(ots) - Thomas Ebeling war bis vor kurzem so etwas wie
ein TV-Star für Investoren. Mit seiner Strategie, verstärkt auf das
Internet und die Digitalisierung zu setzen, um die Abhängigkeit vom
klassischen Fernsehgeschäft zu reduzieren, konnte der CEO der
Mediengruppe ProSiebenSat.1 die Anleger lange überzeugen. Seit Beginn
seiner Amtszeit - genau auf dem Tiefpunkt der Aktie im März 2009 -
erhöhte sich der Wert des Papiers um bis zu 5500 Prozent (sic!).
Für den mittlerweile in die deutsche Börsenoberliga aufgestiegenen
Konzern ist diese Schönwetterphase abrupt beendet.
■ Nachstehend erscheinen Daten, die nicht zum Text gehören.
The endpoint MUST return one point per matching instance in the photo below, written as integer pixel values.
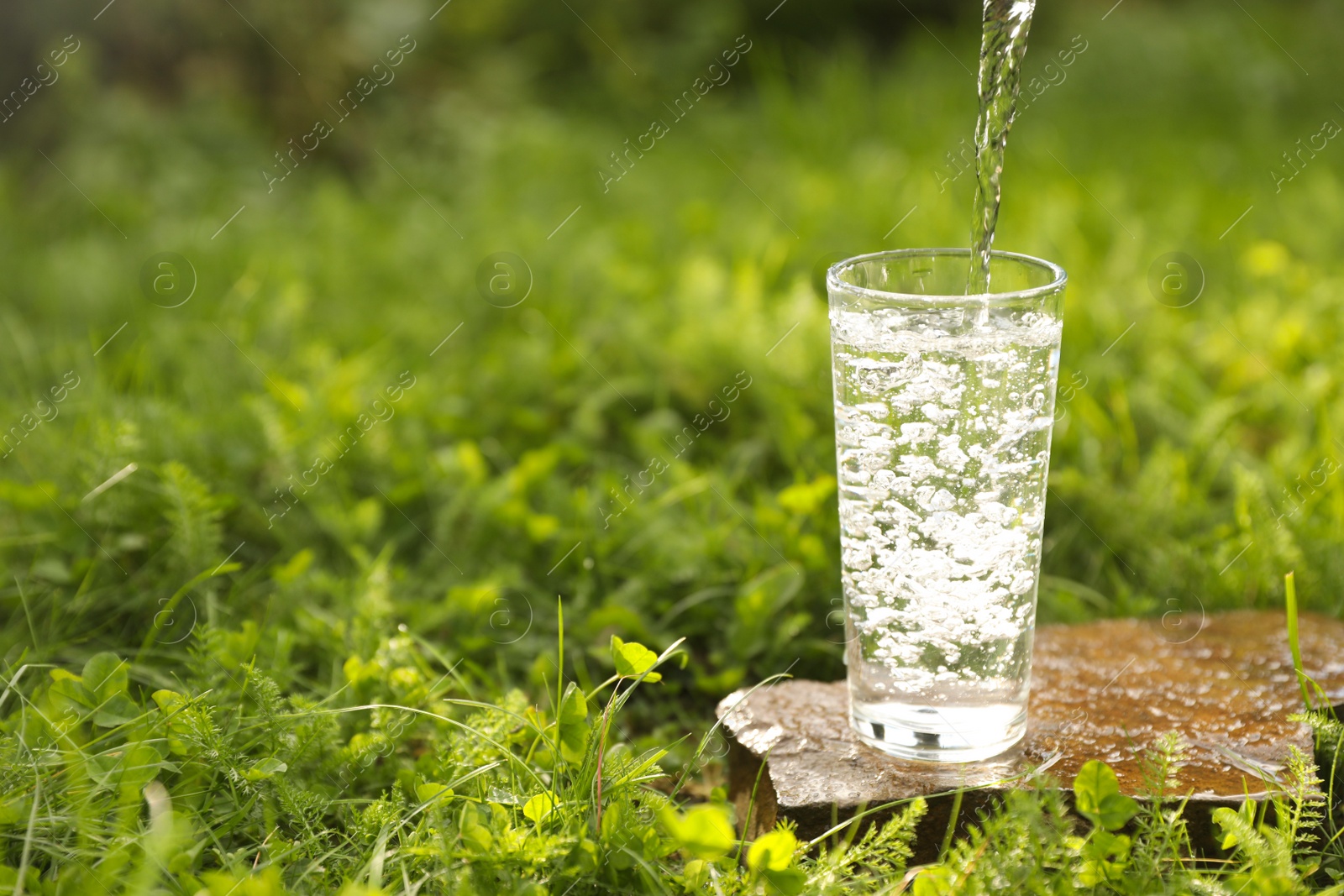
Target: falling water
(1001, 50)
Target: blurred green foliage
(165, 504)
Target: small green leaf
(429, 792)
(573, 725)
(936, 880)
(705, 832)
(788, 882)
(696, 875)
(118, 710)
(539, 806)
(67, 694)
(104, 676)
(633, 660)
(265, 768)
(1099, 799)
(773, 851)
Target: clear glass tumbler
(944, 406)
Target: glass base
(938, 734)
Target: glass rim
(1057, 282)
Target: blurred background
(564, 233)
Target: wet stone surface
(1100, 691)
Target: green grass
(351, 638)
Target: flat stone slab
(1100, 691)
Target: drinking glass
(944, 406)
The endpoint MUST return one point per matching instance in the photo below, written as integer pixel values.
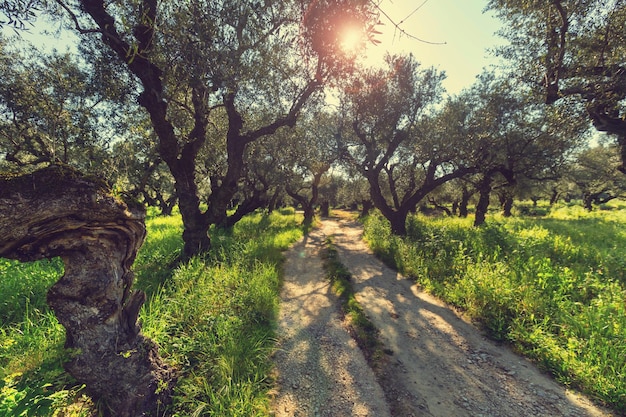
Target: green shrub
(553, 287)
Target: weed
(552, 286)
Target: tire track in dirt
(320, 371)
(440, 365)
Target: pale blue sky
(466, 31)
(460, 24)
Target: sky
(456, 36)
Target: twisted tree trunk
(59, 212)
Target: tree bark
(484, 189)
(58, 212)
(325, 209)
(366, 207)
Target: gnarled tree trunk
(59, 212)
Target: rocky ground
(438, 364)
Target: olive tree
(572, 51)
(393, 142)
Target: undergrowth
(212, 317)
(554, 287)
(360, 327)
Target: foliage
(571, 52)
(54, 109)
(553, 287)
(361, 328)
(390, 141)
(595, 174)
(212, 317)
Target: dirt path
(440, 365)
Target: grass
(213, 318)
(360, 327)
(554, 287)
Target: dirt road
(439, 365)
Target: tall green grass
(553, 287)
(213, 318)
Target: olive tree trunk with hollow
(57, 212)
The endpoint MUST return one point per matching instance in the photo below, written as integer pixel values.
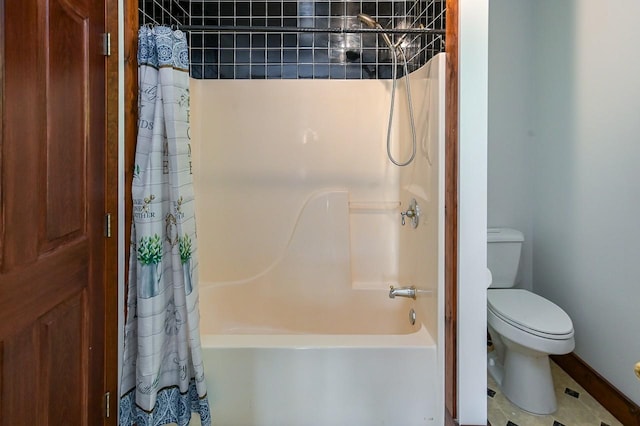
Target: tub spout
(402, 292)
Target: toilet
(525, 329)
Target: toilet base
(525, 378)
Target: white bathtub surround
(299, 223)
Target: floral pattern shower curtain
(163, 373)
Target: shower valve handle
(413, 213)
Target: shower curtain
(163, 374)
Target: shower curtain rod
(248, 29)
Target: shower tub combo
(296, 320)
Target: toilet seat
(530, 313)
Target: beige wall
(264, 150)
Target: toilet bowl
(525, 329)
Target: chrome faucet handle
(413, 213)
(409, 292)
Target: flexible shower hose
(394, 78)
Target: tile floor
(575, 406)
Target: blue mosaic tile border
(236, 55)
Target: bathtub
(355, 368)
(302, 344)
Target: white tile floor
(573, 410)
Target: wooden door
(52, 207)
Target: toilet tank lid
(495, 235)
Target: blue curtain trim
(172, 406)
(163, 47)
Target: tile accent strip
(305, 55)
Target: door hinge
(106, 44)
(107, 404)
(107, 225)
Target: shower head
(368, 20)
(372, 23)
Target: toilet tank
(503, 256)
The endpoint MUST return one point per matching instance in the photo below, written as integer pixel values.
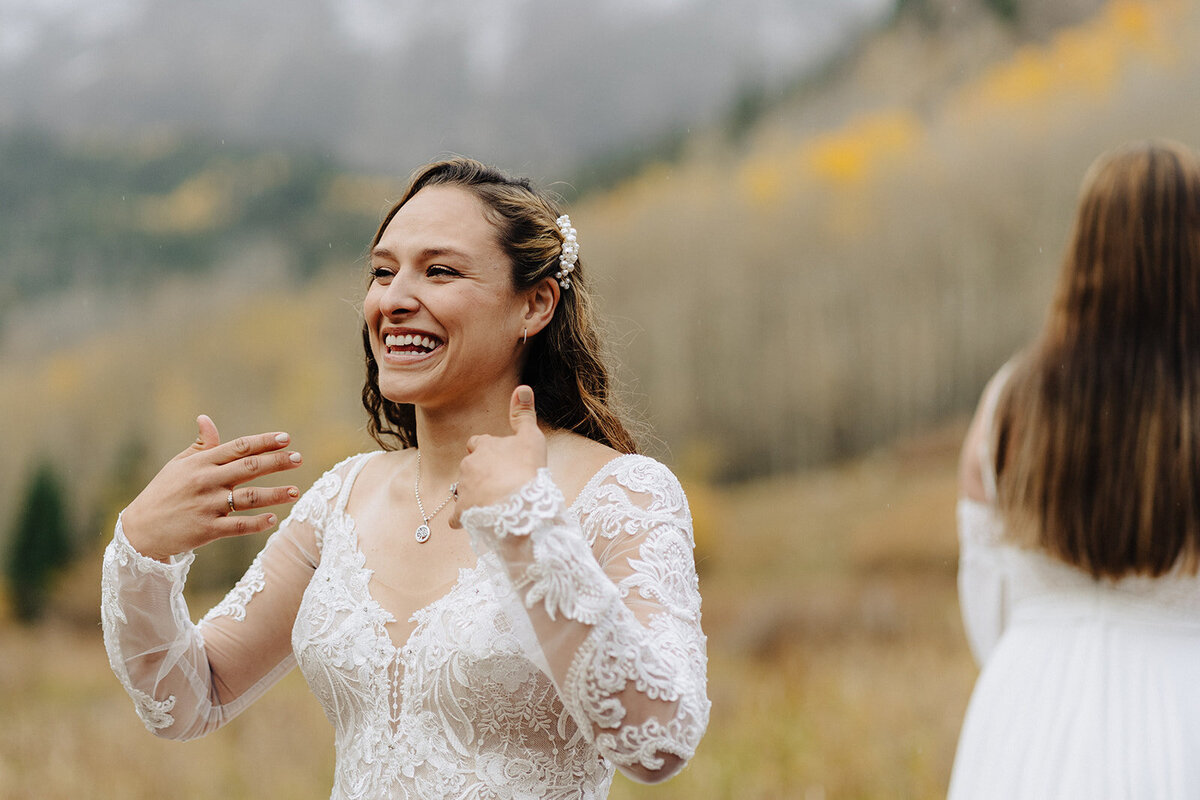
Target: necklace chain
(423, 531)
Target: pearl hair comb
(570, 252)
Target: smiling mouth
(411, 343)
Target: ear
(541, 300)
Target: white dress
(1089, 690)
(573, 647)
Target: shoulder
(977, 446)
(329, 491)
(635, 483)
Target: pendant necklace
(423, 530)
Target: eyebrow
(425, 253)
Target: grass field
(838, 665)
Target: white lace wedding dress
(573, 647)
(1090, 689)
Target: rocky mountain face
(379, 84)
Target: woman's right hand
(187, 503)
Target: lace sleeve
(187, 679)
(617, 620)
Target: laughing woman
(553, 642)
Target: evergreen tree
(40, 545)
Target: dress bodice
(569, 649)
(456, 710)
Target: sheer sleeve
(189, 679)
(613, 601)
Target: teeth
(409, 340)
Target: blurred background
(816, 228)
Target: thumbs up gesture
(496, 467)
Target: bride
(502, 602)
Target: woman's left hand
(496, 467)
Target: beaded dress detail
(573, 647)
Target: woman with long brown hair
(1080, 515)
(555, 641)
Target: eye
(382, 274)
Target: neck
(442, 433)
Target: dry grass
(838, 667)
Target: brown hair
(564, 364)
(1097, 428)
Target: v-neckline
(423, 611)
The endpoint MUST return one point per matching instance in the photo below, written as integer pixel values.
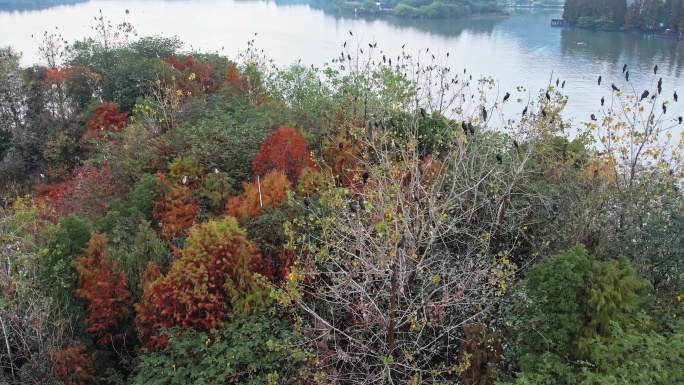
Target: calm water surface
(520, 50)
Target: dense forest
(172, 217)
(654, 15)
(412, 9)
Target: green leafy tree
(257, 349)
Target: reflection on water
(517, 50)
(30, 5)
(449, 28)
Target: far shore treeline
(175, 217)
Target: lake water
(519, 50)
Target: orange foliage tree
(284, 150)
(482, 351)
(175, 209)
(71, 367)
(104, 288)
(105, 120)
(212, 276)
(270, 191)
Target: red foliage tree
(71, 367)
(87, 194)
(284, 150)
(270, 191)
(105, 120)
(211, 277)
(234, 79)
(104, 288)
(175, 209)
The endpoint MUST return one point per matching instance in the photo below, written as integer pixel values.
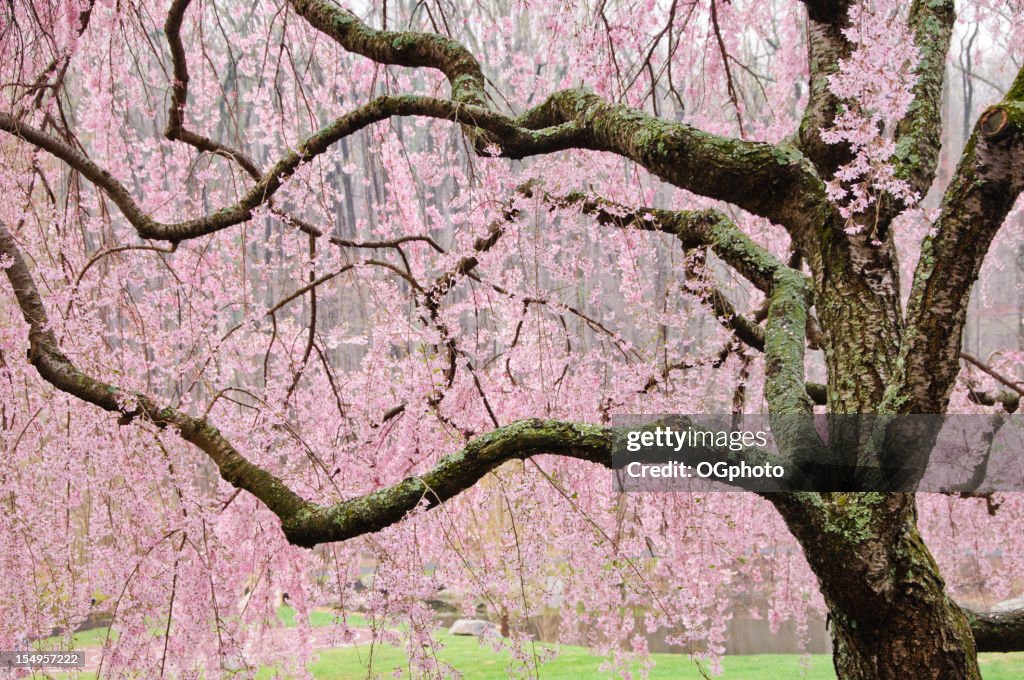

Das Dax-Mitglied
wartet mit einer Ad-hoc-Meldung auf, die so gar nicht nach dem
Geschmack der Investoren ist. Ebeling und sein Führungsteam haben
sich offensichtlich in der Einschätzung der Fernsehwerbeeinnahmen
verkalkuliert - ein Gruselprogramm aus dem Hause ProSiebenSat.1.
Der Kurseinbruch von bis zu 15 Prozent ist ein Beleg dafür, dass
der Vorstandsvorsitzende an der Börse viel Vertrauen verspielt hat.
Die aktuelle Warnung hat den Kapitalmarkt unvorbereitet getroffen. In
wenigen Minuten lösten sich 1,3 Mrd. Euro Marktkapitalisierung in
Luft auf. Hat sich da etwa eine Blase gebildet, die nun platzt, weil
der Aktienkurs sich von der fundamentalen Entwicklung deutlich gelöst
hat? ProSiebenSat.1 wäre nicht die erste Firma, der dies widerfährt.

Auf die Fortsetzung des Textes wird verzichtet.